Politics

Ohio democrats in an uproar over Planned Parenthood

This flag flew above the State Capital building in 1983. Photo credit: Daniel R. Blume on Flickr

Democrats are busy declaring that the “war on women” is alive and well in Ohio. The state’s legislature is considering a bill that would drastically cut funding to Planned Parenthood, although not eliminate it altogether. Basically, the bill would restructure the way that health or family planning centers get federal dollars. According to Aaron Marshall at Cleveland.com, the proposed legislation “reprioritizes federal funding for family planning dollars.”

Nina Turner, a Democrat senator from Cleveland, has resorted to colorful claims in her opposition to the reprioritization:

“Planned Parenthood is necessary for poor, urban and rural areas,” said Turner, referring to the 32 centers run by the organization across the state. “So basically this is saying to hell with poor, black, Latino, urban and rural women.”

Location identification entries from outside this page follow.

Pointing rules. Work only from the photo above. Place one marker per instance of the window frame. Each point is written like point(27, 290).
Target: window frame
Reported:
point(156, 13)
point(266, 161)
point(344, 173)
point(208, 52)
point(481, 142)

In reality, the legislation would not cause Ohio to forget about or ignore needy women. Republican Representative Cliff Rosenberger explains that “the aim is to funnel dollars to ‘local family planning groups that have local knowledge and local access’ that can bring ‘scarce resources to families that really need it.’” In short, not everyone believes that Planned Parenthood is the only answer women have.

Representative Rosenberger provides more information:

It’s not just Planned Parenthood out there offering these services.  Planned Parenthood makes up 32 out of at least 230 or more organizations. Everybody’s in the same mix. They’re all in this hierarchy system, yet they’re not coming forward and raising Cain about this.

I think this is a fair and balanced approach at a time when the dollar continues to be squeezed in government spending, and we want to make sure that we’re providing the best resources to women and family planning out there.

How exactly would the reprioritization work? Aaron Marshall has the answer:

[L]ocal health departments would get the top funding priority, followed by nonpublic federally qualified community health centers. Next to receive funding would be nonpublic groups providing comprehensive primary and preventive care along with family planning services and lastly, nonpublic groups providing stand-alone family planning services such as Planned Parenthood and Wynne-Peaspanen’s agency.

It appears that the only real complaint Democrats can raise is that Planned Parenthood may get booted to the bottom of the list, though PP won’t sit there alone. Comments like those made by Nina Turner, claiming that Planned Parenthood is essential to women, are patently false. Local health departments provide cancer screenings, physical exams, and needed health care to low-income women and their families. Planned Parenthood is needed exactly nowhere in the equation.

According to the Toledo Blade, “32 Planned Parenthood clinics statewide received a total of $1.7 million” in 2011. No one can be sure how much of the funding would be cut under the proposed legislation, but all parties seem to agree that it would be significant.

A Democrat representative from Toledo, Teresa Fedor, is up in arms about the bill, stating, “These extreme attacks on women are not going to be tolerated in this state.  We’re standing with our sisters to say that government has no business in reproductive health in Ohio.” Unfortunately, Representative Fedor seems to forget that the state does indeed have a say in what happens to federal family planning dollars. If the state of Ohio believes that local health departments can better serve the citizens than Planned Parenthood can, the legislature has every right to send the funds in that direction. The cry of “government intrusion” is more than a little disingenuous, since these funds have always been dedicated to reproductive health and distributed at the state’s discretion. Representative Fedor was plenty happy when that same government was directing the funds to Planned Parenthood. It’s now, when the funds may be reprioritized and given to another more effective organization, that she raises an outcry against the government.

Mike Gonidakis, executive director of Ohio Right to Life, summarizes the Democrats’ outcry perfectly:

This is just a way for Planned Parenthood to keep a piece of their pie.  They are acting like they are the only entity that provides health care for low income women and that’s simply not true.